Every time you apply for credit products, whether it be a loan, credit card, mortgage or something else, your potential lender will run a credit check. The credit check will form the basis of your credit score, which is a number between 0 – 999 (the higher the better) that shows how well you have managed your credit in the past and predicts the likelihood of being accepted for further credit. It allows the lender to make a decision about whether or not to accept your application and it also helps the lender to determine which rate of interest you would be most eligible for.
The credit check will include the following information:
- Your payment history – late or missed payments will raise a flag.
- Your outstanding credit.
- Your available credit.
- Bankruptcies and court judgements.
- Recent credit applications.
- Your financial associates – such as people you share financial accounts with.

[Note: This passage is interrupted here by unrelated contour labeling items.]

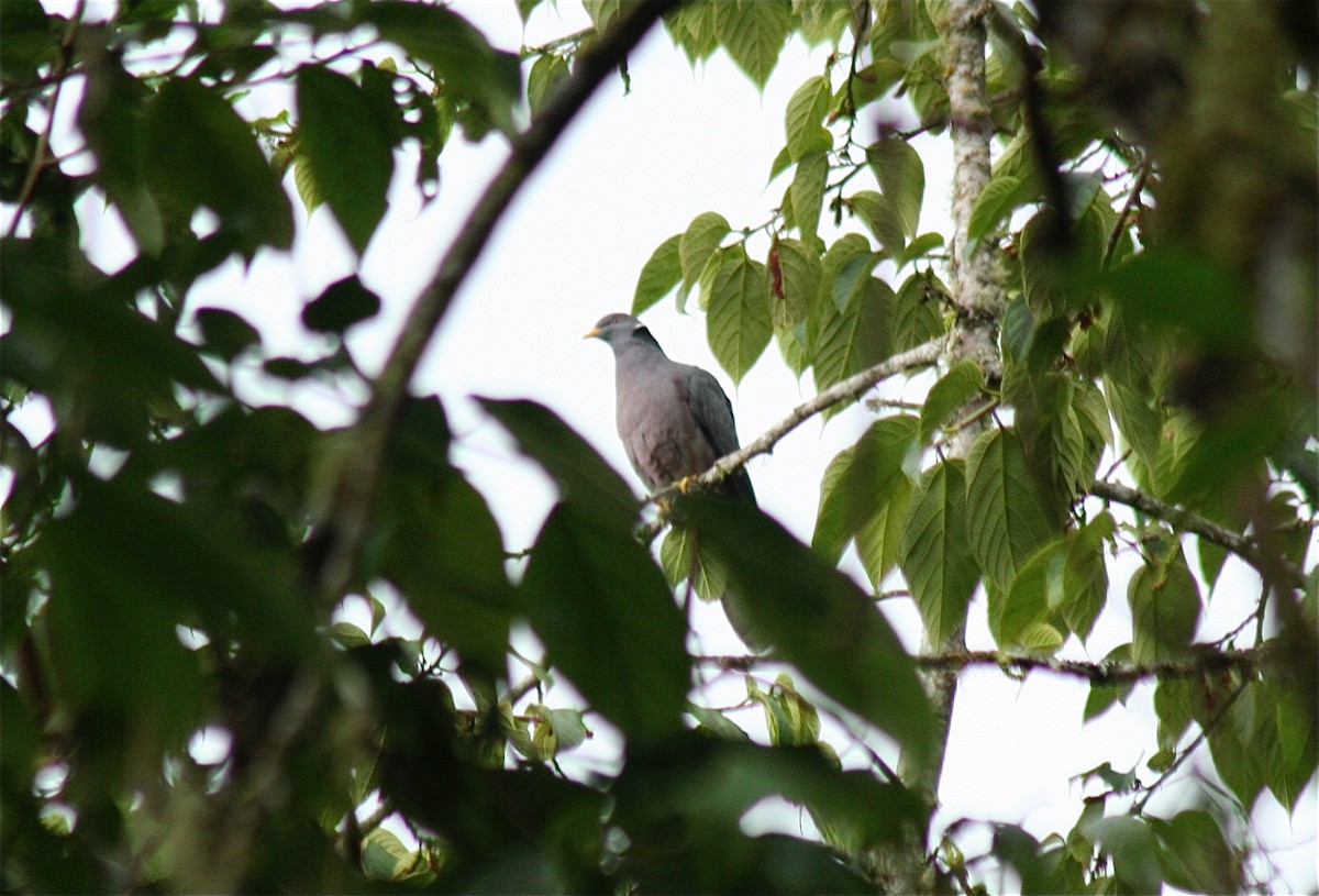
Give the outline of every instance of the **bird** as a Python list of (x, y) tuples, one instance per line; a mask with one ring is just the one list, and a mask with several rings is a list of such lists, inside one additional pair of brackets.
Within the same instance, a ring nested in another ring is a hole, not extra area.
[[(605, 314), (586, 336), (613, 350), (619, 438), (632, 468), (652, 494), (685, 488), (719, 458), (737, 450), (733, 406), (719, 380), (671, 360), (630, 314)], [(720, 484), (728, 496), (756, 504), (745, 467)]]

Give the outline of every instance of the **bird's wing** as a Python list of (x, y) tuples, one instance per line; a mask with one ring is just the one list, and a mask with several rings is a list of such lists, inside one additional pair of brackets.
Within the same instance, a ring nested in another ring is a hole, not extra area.
[[(733, 405), (728, 401), (719, 380), (699, 367), (687, 367), (687, 408), (706, 442), (714, 450), (715, 458), (737, 450), (737, 424), (733, 420)], [(756, 503), (756, 492), (745, 468), (728, 478), (729, 491)]]

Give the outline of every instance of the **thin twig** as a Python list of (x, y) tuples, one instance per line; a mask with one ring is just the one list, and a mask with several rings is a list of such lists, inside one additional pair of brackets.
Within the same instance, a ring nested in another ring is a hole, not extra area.
[(1253, 566), (1260, 575), (1264, 577), (1265, 582), (1272, 581), (1273, 573), (1277, 570), (1286, 578), (1286, 585), (1294, 589), (1303, 589), (1306, 586), (1304, 573), (1287, 560), (1282, 557), (1265, 557), (1264, 552), (1260, 550), (1260, 546), (1250, 538), (1246, 538), (1227, 527), (1219, 525), (1212, 520), (1207, 520), (1199, 513), (1192, 513), (1184, 508), (1161, 501), (1159, 499), (1146, 495), (1142, 491), (1137, 491), (1136, 488), (1130, 488), (1116, 482), (1104, 482), (1103, 479), (1096, 480), (1089, 487), (1089, 494), (1107, 501), (1117, 501), (1119, 504), (1136, 508), (1141, 513), (1158, 517), (1178, 529), (1198, 534), (1202, 538), (1207, 538), (1216, 545), (1227, 548), (1233, 554), (1250, 563), (1250, 566)]
[(67, 80), (65, 75), (69, 71), (69, 63), (73, 61), (74, 38), (78, 36), (78, 26), (82, 24), (83, 8), (86, 5), (86, 0), (78, 0), (78, 5), (69, 17), (69, 25), (65, 29), (63, 40), (59, 41), (59, 55), (55, 59), (55, 69), (51, 73), (54, 92), (50, 95), (50, 108), (46, 111), (46, 127), (41, 129), (40, 135), (37, 135), (37, 145), (32, 150), (32, 160), (28, 162), (28, 173), (22, 179), (22, 189), (18, 190), (18, 202), (15, 205), (13, 218), (9, 220), (9, 232), (5, 234), (5, 236), (13, 236), (18, 232), (18, 223), (22, 220), (22, 212), (28, 210), (28, 203), (32, 202), (32, 195), (37, 190), (37, 179), (41, 177), (41, 172), (45, 170), (46, 164), (54, 161), (53, 158), (46, 158), (46, 153), (50, 150), (50, 133), (55, 128), (55, 112), (59, 108), (59, 94), (63, 91), (65, 80)]

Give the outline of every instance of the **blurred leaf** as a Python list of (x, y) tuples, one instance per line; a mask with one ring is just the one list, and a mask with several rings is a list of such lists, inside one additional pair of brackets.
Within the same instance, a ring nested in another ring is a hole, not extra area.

Making sure your credit check is accurate
To be in with the best chance of being accepted for credit you will want to have a good credit history and a high credit score. Not only are potential lenders interested in your credit check, but your new employer may want to run a credit check on you, especially if you are taking a job in the financial industry. By knowing what already appears on your credit check, you can explain any anomalies that may put off potential employers.
The first thing you should do is to run your own credit check. To run your own credit check, click here. Once you have your credit check, you will be able to see what lenders see, and correct and mistakes that appear. Mistakes may be incorrect address used, an incorrect payment history a wrong financial association or credit accounts that are not your own, amongst other things.
Improving your credit score
There are many reasons for having a low credit score, whether it be a few missed payments or perhaps very little credit history. Once you have checked that your credit check is accurate, you can then look at different ways of improving your credit score. There are a few simple ways to improve what appears on your credit check:
- Remove anyone you are no longer financially associated with.
- Be sure to at least make the minimum payments due.
- Ensure that payments are made by the due date.
- Close credit accounts that you have paid off and no longer require.
- Space out your future credit applications.
Once you have knowledge of what appears on your credit check, you will find that you are in a much better position to make financial decisions, and apply for products that suit your circumstances.